A representante do Ministério da Educação francês, Caroline Moreau-Fauvarque, integra o grupo de elaboração do novo projeto. O objetivo do documento de 60 páginas, que ela e sua equipe concluíram em março, é fornecer aos alunos informações científicas sobre a reprodução e a sexualidade humana, ajudá-los a construir a própria personalidade, com relações baseadas no respeito mútuo, e dar um panorama sobre os aspectos sociais e legais envolvendo a sexualidade.

Com a oficialização desse programa, diz, será mais menos trabalhoso para os professores colocarem em prática suas aulas, já que tema será abordado de maneira multidisciplinar. 

Na prática, a educação sexual é obrigatória na França.

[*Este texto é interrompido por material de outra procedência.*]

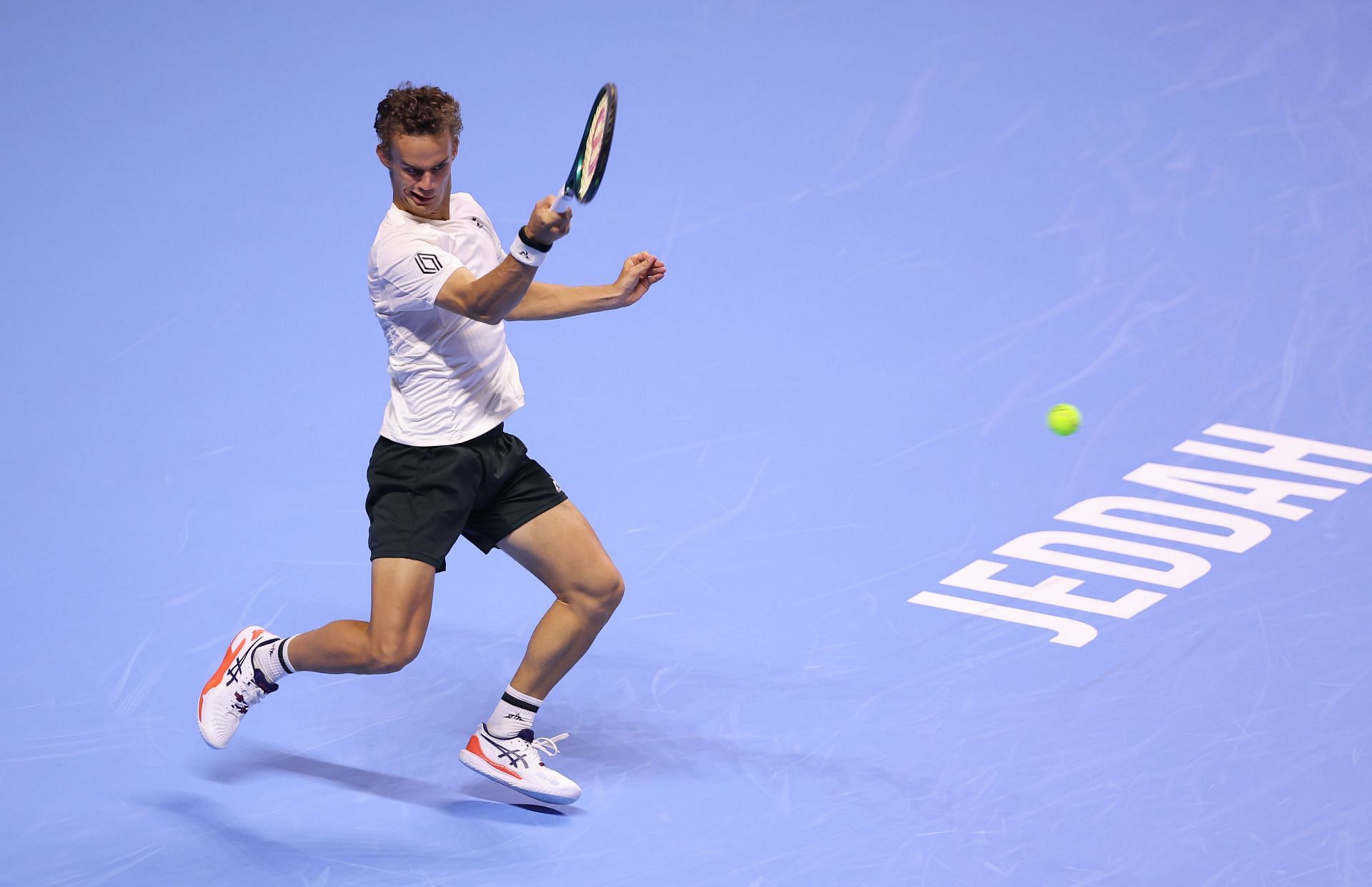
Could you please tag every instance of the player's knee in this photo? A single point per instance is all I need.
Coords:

Mas, em muitos estabelecimentos as três aulas anuais previstas no currículo por lei (artigo L312-16), desde 2001, da Educação Infantil ao Ensino Médio, acabam sendo deixadas de lado. 

“Propomos, por exemplo, que a comunidade educativa, antes do início do ano letivo, organize e planeje essas sessões para conseguir abordar o conjunto desses objetivos nas aulas de educação à sexualidade”. Mas, antes de ser colocado em prática, o projeto deverá passar por uma fase de consulta, ressalta.

Acesso a conteúdo pornô explode entre menores

Dados divulgados pela Arcom, autoridade francesa que regula a comunicação audiovisual e digital, mostram que mais de 2,3 milhões de crianças consultam sites pornográficos pelo menos uma vez por mês.

Segundo a especialista em saúde sexual francesa Charline Vermont, autora do livro “Corps, amour, sexualité” ("Corpo, amor e Sexualidade", em tradução livre), esse assunto é dificilmente compartilhado entre pais e filhos.

Seu livro, destinado ao público infantil e adolescente, foi escrito sob a supervisão de psicólogos e pedopsiquiatras, visa promover essa transmissão familiar. De acordo com Charline, os adultos de hoje, de maneira geral, são herdeiros da “geração do silêncio”, ainda que alguns países sejam mais avançados na questão do que outros.

“O Canadá e os países nórdicos, além dos países anglo-saxões, são um pouco mais avançados do que nós, que ainda seguimos uma tradição latina”, compara.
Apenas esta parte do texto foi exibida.